The Grand Tour of ‘No’
The “specialist archives” turned out to be a dusty room in the basement of some government building, staffed by a guy who seemed to be older than the radio itself. He shuffled through cards for what felt like an eternity, then announced, “Ah, yes. We might have had that. But it would have been transferred to the ‘Central Depository’.” Where was that? Another bus ride across town, of course.
At the Central Depository, which was basically a warehouse full of paper, I had to fill out three forms, in triplicate, mind you. In triplicate! Just to request a search. They said it would take “four to six weeks” to even know if they had it. I remember thinking, “Are they carving the answer on a stone tablet?”
- Week one: Silence.
- Week two: More silence. I called. “It’s in process,” a voice droned.
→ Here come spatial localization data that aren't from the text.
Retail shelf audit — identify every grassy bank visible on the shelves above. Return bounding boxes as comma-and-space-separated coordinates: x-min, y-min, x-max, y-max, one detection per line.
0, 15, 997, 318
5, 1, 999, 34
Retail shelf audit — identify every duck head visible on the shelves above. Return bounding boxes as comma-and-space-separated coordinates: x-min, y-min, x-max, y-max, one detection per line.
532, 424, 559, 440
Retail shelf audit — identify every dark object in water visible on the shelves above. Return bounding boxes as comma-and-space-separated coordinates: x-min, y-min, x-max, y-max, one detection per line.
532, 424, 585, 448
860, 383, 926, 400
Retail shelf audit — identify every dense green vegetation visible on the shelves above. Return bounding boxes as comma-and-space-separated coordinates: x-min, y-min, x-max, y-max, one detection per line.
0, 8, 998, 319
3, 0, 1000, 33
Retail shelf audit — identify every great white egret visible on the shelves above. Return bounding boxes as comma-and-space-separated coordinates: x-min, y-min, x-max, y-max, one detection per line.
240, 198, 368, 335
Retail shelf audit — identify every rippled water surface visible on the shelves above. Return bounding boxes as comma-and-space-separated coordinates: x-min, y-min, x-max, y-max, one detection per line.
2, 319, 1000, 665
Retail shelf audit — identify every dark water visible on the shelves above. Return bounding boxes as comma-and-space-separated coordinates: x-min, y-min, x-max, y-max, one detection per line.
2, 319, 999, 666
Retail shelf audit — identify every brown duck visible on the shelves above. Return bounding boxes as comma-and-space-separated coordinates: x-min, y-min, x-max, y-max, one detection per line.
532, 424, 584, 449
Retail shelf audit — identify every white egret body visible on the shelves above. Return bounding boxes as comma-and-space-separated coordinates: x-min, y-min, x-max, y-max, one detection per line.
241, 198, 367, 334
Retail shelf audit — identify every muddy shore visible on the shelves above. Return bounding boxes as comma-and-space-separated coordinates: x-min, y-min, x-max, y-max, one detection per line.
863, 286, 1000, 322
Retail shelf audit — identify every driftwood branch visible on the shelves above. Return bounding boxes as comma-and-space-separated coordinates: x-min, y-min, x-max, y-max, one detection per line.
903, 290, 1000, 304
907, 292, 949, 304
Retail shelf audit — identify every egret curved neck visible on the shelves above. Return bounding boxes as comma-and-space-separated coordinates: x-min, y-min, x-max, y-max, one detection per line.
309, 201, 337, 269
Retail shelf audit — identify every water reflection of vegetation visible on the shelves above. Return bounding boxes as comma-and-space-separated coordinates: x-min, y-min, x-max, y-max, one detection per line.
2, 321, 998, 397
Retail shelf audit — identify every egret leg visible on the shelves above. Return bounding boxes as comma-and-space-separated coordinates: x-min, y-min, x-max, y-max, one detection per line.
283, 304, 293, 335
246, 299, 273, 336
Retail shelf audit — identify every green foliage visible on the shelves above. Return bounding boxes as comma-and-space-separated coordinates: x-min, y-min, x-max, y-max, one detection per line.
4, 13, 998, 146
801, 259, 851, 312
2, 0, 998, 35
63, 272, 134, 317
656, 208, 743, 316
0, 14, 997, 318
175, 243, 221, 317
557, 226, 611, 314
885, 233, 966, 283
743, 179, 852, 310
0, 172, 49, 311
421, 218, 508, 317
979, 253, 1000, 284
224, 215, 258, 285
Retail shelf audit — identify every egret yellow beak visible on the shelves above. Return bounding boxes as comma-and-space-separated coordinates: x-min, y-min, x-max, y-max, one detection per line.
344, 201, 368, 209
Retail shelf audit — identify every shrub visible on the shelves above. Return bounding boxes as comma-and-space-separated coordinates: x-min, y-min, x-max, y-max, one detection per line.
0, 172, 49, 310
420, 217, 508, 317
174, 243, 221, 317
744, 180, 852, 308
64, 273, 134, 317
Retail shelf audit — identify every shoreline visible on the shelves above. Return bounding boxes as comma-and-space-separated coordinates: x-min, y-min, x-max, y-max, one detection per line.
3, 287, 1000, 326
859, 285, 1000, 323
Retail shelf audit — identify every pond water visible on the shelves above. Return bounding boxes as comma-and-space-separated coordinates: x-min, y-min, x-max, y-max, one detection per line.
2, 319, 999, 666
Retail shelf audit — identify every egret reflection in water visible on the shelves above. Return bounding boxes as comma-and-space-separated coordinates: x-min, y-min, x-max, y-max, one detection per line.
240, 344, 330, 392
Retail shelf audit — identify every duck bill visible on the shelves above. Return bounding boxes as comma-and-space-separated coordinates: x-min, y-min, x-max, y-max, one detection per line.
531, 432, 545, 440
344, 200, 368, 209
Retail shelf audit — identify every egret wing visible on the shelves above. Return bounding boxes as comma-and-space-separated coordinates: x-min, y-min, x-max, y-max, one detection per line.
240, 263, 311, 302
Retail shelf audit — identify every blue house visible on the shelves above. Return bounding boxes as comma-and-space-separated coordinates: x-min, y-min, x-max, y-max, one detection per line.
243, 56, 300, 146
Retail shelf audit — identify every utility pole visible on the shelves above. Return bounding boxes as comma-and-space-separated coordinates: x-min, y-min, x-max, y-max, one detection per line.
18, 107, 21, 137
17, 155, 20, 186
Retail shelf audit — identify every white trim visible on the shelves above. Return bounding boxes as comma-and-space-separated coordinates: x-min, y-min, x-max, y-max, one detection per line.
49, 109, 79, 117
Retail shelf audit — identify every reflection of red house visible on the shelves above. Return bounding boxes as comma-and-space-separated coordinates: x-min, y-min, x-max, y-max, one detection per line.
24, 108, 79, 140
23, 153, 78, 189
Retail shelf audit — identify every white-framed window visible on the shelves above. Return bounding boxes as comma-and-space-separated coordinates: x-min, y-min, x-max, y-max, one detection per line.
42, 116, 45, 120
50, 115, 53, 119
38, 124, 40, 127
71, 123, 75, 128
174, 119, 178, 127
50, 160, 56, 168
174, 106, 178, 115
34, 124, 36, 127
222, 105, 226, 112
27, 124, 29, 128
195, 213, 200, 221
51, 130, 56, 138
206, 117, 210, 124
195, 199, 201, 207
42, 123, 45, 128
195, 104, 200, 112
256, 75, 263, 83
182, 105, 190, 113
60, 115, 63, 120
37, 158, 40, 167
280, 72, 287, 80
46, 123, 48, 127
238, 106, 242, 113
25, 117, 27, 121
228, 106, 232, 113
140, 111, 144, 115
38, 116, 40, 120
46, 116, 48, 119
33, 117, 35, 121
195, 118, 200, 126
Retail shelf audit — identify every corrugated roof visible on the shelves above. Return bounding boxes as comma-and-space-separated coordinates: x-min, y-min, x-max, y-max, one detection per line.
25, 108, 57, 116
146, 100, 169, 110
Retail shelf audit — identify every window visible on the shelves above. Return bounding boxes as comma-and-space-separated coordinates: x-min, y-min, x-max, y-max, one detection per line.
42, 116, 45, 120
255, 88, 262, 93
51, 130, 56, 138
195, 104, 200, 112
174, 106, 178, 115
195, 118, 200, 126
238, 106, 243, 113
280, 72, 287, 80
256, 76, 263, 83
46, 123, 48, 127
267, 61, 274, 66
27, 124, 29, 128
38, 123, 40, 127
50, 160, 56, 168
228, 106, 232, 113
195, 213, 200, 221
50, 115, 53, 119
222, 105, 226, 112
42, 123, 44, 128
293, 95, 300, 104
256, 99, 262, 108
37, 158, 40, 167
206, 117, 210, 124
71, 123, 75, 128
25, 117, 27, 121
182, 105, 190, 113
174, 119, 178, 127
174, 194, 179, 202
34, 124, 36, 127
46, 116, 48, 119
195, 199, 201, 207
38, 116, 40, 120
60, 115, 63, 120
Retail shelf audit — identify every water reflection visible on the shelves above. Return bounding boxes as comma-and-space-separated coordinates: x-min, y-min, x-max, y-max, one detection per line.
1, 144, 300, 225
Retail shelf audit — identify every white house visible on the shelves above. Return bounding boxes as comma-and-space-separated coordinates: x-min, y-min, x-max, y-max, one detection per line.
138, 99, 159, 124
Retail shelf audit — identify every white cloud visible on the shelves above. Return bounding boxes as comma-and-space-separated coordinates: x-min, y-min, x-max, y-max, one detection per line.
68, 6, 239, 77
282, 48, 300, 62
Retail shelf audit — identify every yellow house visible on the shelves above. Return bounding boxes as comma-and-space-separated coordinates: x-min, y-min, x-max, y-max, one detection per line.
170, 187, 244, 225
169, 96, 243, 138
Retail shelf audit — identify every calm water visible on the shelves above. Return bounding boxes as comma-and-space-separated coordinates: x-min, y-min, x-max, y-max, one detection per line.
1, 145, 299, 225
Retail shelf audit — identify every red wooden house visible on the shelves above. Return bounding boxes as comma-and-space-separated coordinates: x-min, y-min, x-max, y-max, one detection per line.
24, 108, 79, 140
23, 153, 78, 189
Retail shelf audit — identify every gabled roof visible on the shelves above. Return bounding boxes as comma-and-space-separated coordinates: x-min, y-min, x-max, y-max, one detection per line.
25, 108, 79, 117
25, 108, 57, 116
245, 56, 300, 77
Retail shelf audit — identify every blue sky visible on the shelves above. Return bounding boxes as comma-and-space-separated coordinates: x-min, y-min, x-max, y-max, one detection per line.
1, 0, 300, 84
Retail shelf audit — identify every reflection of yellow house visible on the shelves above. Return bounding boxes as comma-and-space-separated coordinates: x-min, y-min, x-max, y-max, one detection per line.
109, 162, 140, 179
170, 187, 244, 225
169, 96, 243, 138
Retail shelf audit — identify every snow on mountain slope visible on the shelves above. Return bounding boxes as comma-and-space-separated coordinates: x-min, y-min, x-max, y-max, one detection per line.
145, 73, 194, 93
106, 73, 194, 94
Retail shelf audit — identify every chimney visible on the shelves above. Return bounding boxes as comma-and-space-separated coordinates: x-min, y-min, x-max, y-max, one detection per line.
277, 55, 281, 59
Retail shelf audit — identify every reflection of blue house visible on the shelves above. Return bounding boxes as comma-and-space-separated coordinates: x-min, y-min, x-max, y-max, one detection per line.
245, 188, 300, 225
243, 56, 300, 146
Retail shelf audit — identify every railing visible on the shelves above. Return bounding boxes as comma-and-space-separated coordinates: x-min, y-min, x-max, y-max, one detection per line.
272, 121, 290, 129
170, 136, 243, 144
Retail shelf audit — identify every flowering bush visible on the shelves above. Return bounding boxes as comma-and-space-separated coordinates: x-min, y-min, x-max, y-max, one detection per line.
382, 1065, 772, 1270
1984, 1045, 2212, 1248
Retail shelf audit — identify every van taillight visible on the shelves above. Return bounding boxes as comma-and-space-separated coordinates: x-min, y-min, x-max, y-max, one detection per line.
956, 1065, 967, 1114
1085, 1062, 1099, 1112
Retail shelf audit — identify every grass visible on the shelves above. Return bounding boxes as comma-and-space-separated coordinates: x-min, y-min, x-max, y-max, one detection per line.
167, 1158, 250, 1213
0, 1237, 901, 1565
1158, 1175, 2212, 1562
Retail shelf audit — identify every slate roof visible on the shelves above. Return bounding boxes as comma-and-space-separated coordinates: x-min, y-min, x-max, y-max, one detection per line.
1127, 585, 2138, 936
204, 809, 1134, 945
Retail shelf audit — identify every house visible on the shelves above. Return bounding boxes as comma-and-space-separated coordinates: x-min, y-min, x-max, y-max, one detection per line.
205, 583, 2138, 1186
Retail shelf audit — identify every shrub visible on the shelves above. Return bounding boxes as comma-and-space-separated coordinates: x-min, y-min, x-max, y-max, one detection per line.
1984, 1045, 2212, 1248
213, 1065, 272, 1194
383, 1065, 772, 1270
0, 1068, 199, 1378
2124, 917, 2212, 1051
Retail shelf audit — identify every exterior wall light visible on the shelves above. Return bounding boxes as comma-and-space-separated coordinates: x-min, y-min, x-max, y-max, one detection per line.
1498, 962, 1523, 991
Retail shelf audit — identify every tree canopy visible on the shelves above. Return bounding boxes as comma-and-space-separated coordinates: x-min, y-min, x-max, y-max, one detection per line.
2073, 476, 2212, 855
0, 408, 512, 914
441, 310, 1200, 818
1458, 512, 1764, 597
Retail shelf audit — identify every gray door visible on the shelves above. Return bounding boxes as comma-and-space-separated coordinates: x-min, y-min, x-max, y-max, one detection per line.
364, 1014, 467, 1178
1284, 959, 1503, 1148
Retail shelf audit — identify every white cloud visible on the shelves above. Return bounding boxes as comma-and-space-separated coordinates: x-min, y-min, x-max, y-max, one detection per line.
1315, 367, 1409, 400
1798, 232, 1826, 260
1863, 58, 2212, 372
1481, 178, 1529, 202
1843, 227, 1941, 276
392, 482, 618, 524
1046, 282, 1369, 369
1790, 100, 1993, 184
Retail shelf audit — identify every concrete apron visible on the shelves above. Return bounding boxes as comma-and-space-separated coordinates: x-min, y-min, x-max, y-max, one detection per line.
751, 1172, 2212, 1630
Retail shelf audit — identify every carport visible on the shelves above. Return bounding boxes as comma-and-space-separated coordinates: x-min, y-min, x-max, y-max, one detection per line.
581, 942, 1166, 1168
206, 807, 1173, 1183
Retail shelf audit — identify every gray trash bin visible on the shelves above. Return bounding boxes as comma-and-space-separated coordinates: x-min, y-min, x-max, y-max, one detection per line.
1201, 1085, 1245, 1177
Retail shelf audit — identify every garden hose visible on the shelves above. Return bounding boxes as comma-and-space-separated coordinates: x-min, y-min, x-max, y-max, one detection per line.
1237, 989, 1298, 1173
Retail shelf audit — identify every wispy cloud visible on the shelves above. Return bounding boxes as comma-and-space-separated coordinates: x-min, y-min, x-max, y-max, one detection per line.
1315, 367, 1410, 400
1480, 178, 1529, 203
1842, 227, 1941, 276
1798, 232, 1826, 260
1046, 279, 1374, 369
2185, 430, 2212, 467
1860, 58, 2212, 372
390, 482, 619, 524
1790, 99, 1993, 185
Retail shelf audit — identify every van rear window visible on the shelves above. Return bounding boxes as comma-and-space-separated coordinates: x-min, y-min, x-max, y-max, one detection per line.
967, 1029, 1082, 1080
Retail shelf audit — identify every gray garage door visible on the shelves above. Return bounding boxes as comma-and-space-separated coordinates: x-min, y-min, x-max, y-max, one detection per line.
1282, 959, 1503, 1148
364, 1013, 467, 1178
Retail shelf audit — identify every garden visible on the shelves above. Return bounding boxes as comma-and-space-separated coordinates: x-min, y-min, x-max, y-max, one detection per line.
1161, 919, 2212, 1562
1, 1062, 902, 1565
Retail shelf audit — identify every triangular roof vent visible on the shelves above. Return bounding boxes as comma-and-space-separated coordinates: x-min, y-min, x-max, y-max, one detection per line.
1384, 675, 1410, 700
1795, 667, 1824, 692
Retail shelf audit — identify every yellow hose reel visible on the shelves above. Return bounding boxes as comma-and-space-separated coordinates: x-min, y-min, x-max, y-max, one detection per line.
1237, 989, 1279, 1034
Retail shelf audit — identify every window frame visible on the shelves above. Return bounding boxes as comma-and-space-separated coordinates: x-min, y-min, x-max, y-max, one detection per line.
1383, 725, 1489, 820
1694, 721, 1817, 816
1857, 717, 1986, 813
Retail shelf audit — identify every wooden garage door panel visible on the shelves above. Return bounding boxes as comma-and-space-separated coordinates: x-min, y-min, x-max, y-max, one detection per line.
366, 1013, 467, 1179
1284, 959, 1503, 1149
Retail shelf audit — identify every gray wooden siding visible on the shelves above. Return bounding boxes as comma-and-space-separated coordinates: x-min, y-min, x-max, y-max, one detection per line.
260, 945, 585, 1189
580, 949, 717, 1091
- Week three: I actually went back. The same forms were still in an ‘incoming’ tray. No one had touched them.
I was getting pretty fed up. I talked to a ham radio enthusiast I knew, an older fella. He just chuckled. “Oh, you’re going through the system,” he said. “Good luck with that. Most of us just trade photocopies of photocopies.”
Eventually, after what must have been nearly two months, not six weeks, a letter arrived. Not the manual, oh no. A letter stating that the document reference was “ambiguous” and I needed to provide more details. What details? I gave them everything I had! The radio was practically my only detail!

In the end, you know what I did? I gave up on the official channels. That old ham radio guy, he eventually found a tattered, coffee-stained copy of a similar model’s schematic from a friend of a friend in another state. It wasn’t perfect, but it was enough to get me started. I got the radio working, sort of. It crackled more than it talked, but it was a victory nonetheless.
It taught me something, that whole ordeal. Sometimes, the official way is the longest, most frustrating way possible. And that “four to six weeks” can mean “never, unless you make a real nuisance of yourself.” Makes you wonder how anything got done back then. Or maybe, just maybe, it’s not all that different now, just with different forms to fill out online, lost in different digital black holes.